Hi all, I live in Finikaria and am looking for somewhere to walk my dog where I can let him off the lead and have a run. I know I have the hills nearby but I am looking for some flat land.

Is it allowed to take dogs on the beach? I was thinking of taking him for a run on the beach early in the morning, about 7am.


----------



## Veronica (Apr 5, 2008)

FinikariaPT said:


> Hi all, I live in Finikaria and am looking for somewhere to walk my dog where I can let him off the lead and have a run. I know I have the hills nearby but I am looking for some flat land.
> 
> Is it allowed to take dogs on the beach? I was thinking of taking him for a run on the beach early in the morning, about 7am.


Many of the beaches forbid dogs at any time. Only certain beaches allow dogs so you would need to check with someone locally whether the beaches near you allow dogs.

Veronica


----------



## footpad2010 (Apr 3, 2011)

FinikariaPT said:


> Hi all, I live in Finikaria and am looking for somewhere to walk my dog where I can let him off the lead and have a run. I know I have the hills nearby but I am looking for some flat land.
> 
> Is it allowed to take dogs on the beach? I was thinking of taking him for a run on the beach early in the morning, about 7am.
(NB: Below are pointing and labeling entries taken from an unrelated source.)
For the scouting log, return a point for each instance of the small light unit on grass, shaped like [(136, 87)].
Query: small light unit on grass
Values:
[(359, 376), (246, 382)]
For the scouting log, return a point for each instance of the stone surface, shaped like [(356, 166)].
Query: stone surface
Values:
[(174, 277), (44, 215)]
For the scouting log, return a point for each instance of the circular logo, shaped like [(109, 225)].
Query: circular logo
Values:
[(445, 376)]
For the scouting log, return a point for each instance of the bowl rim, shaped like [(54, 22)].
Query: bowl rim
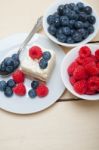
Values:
[(90, 37), (71, 90)]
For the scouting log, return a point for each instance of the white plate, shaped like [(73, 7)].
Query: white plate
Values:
[(68, 59), (26, 105), (52, 9)]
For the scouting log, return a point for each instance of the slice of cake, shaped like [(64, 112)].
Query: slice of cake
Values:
[(38, 62)]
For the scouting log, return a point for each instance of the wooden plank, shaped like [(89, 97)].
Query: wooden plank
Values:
[(66, 125)]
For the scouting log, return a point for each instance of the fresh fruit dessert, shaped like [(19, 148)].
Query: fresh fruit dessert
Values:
[(71, 23), (38, 62), (84, 72)]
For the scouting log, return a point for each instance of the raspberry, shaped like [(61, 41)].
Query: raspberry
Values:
[(79, 73), (42, 90), (72, 67), (88, 60), (18, 76), (80, 87), (91, 69), (72, 80), (84, 52), (97, 54), (35, 52), (93, 83), (79, 60), (20, 89)]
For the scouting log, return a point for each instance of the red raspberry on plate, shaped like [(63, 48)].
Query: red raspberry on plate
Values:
[(80, 87), (19, 89), (84, 52), (18, 76), (91, 69), (79, 73), (93, 83), (72, 67), (42, 90), (72, 80), (97, 54), (35, 52)]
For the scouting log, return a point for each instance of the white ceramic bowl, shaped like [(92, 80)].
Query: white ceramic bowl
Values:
[(52, 9), (68, 59)]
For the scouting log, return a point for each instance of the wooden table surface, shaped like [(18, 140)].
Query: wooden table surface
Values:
[(71, 123)]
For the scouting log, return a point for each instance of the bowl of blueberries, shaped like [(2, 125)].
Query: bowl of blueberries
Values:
[(70, 23)]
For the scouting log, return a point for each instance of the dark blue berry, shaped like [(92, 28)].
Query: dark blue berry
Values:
[(52, 30), (92, 19), (60, 9), (61, 38), (9, 69), (3, 85), (82, 17), (11, 83), (32, 93), (66, 30), (8, 61), (64, 21), (50, 19), (15, 56), (80, 5), (57, 22), (77, 37), (91, 29), (43, 64), (46, 55), (70, 40), (34, 84), (88, 10), (8, 92), (16, 64), (78, 24)]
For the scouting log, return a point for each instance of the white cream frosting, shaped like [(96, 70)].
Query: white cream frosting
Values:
[(31, 67)]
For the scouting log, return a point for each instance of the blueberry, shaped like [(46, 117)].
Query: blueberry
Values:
[(2, 66), (82, 17), (9, 69), (32, 93), (43, 64), (57, 22), (77, 37), (72, 24), (8, 92), (72, 6), (60, 9), (64, 20), (86, 24), (52, 30), (34, 84), (78, 24), (16, 64), (82, 32), (70, 40), (92, 19), (46, 55), (50, 19), (88, 10), (90, 29), (11, 83), (3, 85), (15, 56), (61, 38), (66, 31), (80, 5)]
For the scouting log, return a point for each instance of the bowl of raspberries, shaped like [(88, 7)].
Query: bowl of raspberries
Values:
[(70, 23), (80, 71)]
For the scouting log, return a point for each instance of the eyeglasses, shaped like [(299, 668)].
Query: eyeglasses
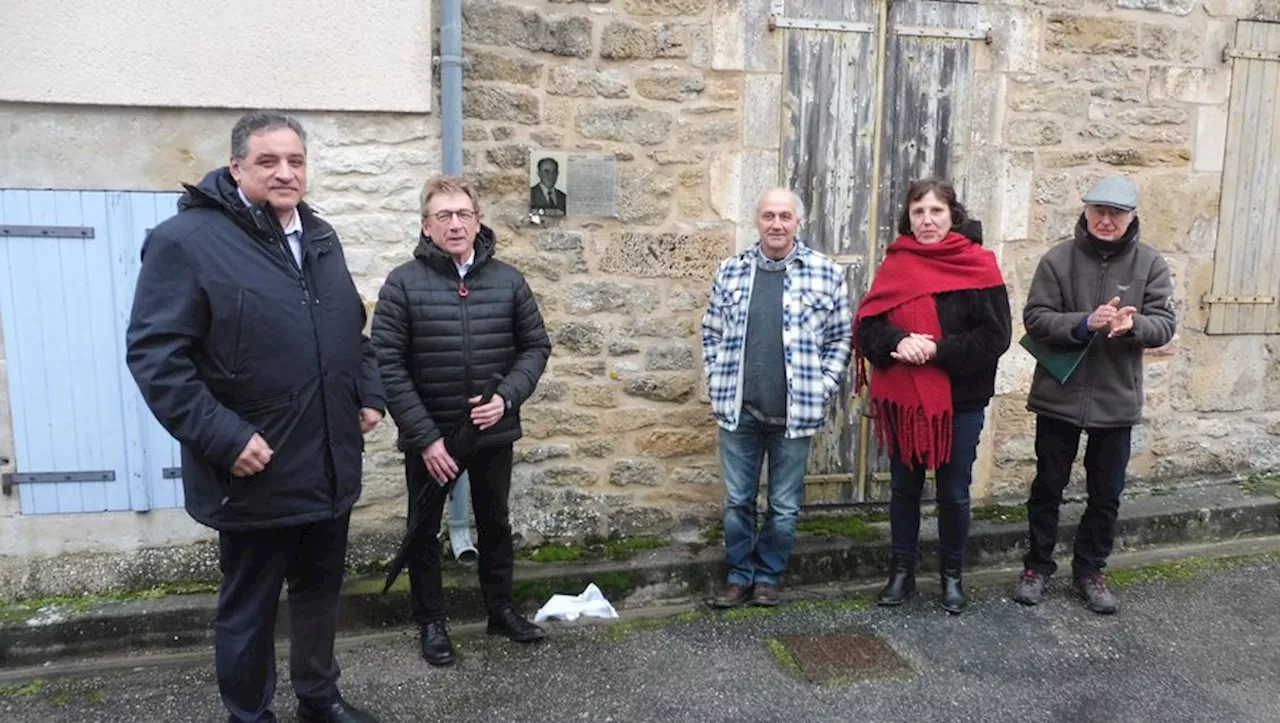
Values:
[(446, 216)]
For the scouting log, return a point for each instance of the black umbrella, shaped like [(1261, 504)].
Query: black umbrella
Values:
[(460, 445)]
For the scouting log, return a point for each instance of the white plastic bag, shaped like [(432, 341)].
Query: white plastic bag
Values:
[(590, 603)]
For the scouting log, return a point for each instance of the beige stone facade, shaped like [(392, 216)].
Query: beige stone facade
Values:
[(686, 95)]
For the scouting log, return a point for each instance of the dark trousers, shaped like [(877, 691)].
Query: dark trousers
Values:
[(490, 485), (1105, 460), (952, 483), (255, 563)]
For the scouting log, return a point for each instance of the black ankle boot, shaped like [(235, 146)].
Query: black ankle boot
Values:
[(901, 584), (952, 591)]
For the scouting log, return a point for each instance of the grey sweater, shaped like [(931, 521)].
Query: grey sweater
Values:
[(1070, 282)]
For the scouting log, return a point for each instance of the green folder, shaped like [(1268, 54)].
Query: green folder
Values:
[(1059, 361)]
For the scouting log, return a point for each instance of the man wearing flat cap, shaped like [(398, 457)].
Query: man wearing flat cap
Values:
[(1107, 294)]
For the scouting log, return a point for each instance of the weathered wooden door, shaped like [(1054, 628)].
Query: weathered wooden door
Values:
[(876, 94), (85, 442)]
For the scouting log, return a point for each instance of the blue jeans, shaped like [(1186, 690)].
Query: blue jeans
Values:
[(762, 557), (952, 483)]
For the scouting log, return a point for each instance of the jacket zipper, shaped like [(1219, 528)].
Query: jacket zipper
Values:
[(311, 301), (1088, 366), (466, 342)]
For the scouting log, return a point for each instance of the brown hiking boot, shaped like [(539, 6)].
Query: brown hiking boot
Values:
[(731, 596), (766, 595)]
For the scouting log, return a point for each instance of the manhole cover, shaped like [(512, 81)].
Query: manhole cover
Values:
[(844, 657)]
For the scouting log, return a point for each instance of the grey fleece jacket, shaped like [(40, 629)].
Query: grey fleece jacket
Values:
[(1070, 282)]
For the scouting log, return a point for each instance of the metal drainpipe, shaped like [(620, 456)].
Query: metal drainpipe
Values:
[(451, 140), (451, 85)]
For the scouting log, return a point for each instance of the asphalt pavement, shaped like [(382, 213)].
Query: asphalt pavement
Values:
[(1202, 650)]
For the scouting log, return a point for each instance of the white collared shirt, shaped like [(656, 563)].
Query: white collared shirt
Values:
[(466, 265), (292, 230)]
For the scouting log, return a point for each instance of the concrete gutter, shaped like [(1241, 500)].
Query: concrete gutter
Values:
[(672, 576)]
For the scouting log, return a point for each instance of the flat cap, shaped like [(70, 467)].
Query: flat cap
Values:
[(1116, 192)]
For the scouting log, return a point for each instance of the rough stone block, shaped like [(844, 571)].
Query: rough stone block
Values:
[(548, 390), (1144, 156), (1189, 85), (654, 328), (540, 452), (592, 297), (1092, 35), (740, 37), (629, 41), (542, 421), (645, 472), (624, 347), (560, 241), (666, 255), (592, 369), (488, 65), (644, 198), (670, 357), (709, 133), (1033, 132), (548, 138), (1119, 94), (675, 442), (1155, 117), (595, 448), (513, 156), (632, 521), (489, 22), (1101, 132), (1038, 99), (662, 387), (1146, 135), (585, 82), (670, 86), (566, 476), (1065, 159), (1210, 140), (624, 123), (703, 475), (684, 156), (1170, 7), (492, 103), (630, 419), (666, 7), (581, 338)]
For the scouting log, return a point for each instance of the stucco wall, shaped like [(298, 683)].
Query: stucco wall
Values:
[(295, 54)]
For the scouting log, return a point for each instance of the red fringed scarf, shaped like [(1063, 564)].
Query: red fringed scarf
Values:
[(912, 405)]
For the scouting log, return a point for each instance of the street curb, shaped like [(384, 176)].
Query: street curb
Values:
[(658, 577)]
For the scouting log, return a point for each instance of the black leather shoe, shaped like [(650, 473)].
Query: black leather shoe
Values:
[(901, 584), (952, 591), (337, 712), (437, 646), (508, 622)]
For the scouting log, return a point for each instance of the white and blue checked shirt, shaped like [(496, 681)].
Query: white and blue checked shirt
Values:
[(817, 337)]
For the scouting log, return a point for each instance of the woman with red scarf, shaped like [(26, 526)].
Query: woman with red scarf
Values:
[(933, 326)]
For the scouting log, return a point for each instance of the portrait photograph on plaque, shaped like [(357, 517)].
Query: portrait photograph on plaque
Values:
[(572, 183)]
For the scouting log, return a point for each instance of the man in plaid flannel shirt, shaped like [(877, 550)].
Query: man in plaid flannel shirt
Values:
[(776, 341)]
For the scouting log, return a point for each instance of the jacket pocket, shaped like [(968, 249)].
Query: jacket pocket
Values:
[(814, 310), (238, 334), (265, 403)]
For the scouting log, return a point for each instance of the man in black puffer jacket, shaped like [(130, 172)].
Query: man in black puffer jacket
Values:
[(444, 323), (246, 342)]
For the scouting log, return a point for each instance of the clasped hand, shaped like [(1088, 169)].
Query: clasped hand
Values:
[(1112, 316), (915, 348)]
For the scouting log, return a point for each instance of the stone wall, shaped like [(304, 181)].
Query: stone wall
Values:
[(618, 436), (1141, 88), (685, 94)]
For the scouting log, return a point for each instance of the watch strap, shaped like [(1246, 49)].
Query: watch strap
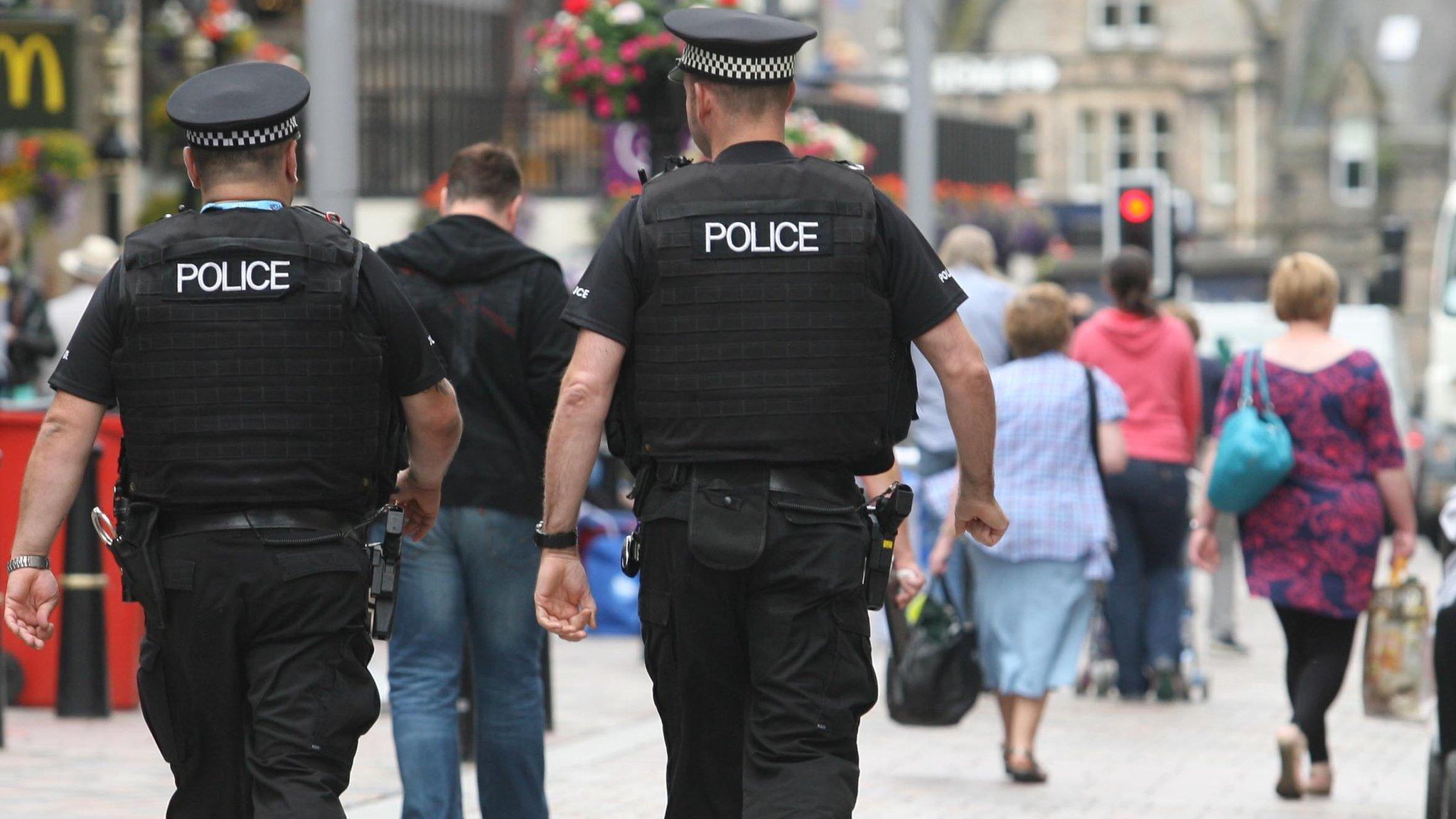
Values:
[(555, 540), (28, 562)]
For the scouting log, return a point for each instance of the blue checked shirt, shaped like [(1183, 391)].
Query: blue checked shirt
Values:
[(1046, 473)]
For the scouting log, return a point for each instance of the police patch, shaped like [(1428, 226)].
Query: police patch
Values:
[(786, 235), (230, 279)]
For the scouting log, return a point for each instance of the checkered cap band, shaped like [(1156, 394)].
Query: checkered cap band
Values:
[(248, 137), (737, 69)]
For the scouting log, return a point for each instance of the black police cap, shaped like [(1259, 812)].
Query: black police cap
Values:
[(737, 47), (240, 105)]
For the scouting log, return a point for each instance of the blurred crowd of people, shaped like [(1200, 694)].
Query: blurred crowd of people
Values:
[(36, 330), (1101, 420)]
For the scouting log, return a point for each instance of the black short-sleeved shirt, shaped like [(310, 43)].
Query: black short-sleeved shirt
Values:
[(921, 294), (85, 366)]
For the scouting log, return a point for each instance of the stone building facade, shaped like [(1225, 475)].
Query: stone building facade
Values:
[(1285, 123)]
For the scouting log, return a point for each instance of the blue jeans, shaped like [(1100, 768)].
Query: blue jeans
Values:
[(1145, 599), (472, 576)]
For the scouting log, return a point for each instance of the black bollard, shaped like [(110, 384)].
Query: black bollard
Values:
[(83, 687)]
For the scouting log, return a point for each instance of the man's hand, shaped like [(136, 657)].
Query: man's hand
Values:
[(29, 598), (980, 516), (564, 604), (909, 582), (421, 505), (1403, 545), (1203, 550)]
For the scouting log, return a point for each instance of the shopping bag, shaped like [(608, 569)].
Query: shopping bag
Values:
[(935, 668), (1398, 681)]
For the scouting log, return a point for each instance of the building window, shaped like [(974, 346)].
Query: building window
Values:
[(1126, 144), (1111, 14), (1162, 141), (1353, 148), (1027, 149), (1145, 14), (1088, 158), (1218, 166), (1117, 23)]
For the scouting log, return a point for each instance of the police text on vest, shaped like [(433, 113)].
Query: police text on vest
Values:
[(233, 276), (762, 237)]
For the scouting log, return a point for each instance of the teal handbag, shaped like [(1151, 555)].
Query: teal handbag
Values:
[(1256, 452)]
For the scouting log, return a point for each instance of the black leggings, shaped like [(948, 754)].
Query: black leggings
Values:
[(1318, 658)]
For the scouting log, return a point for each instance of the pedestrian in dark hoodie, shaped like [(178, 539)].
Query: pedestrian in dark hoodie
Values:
[(493, 306), (1150, 356)]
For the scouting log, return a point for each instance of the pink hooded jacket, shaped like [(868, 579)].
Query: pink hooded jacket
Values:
[(1152, 359)]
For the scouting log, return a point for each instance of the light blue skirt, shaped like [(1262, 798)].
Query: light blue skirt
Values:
[(1033, 619)]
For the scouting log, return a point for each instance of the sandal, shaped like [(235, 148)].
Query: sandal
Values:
[(1029, 774), (1290, 755), (1321, 780)]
Just to advise, we have taken our dogs to the local (rocky) beach with no problem but it is not a tourist beach. When we took them to Dhekelia (Pyla beach) we were stopped by a police patrol who told us there was a 341 euro fine !!! BE WARNED. Stick to the hills!


----------



## zin (Oct 28, 2010)

Your best bet is Curium beach just past Erimi. The dirt road on the left area.


----------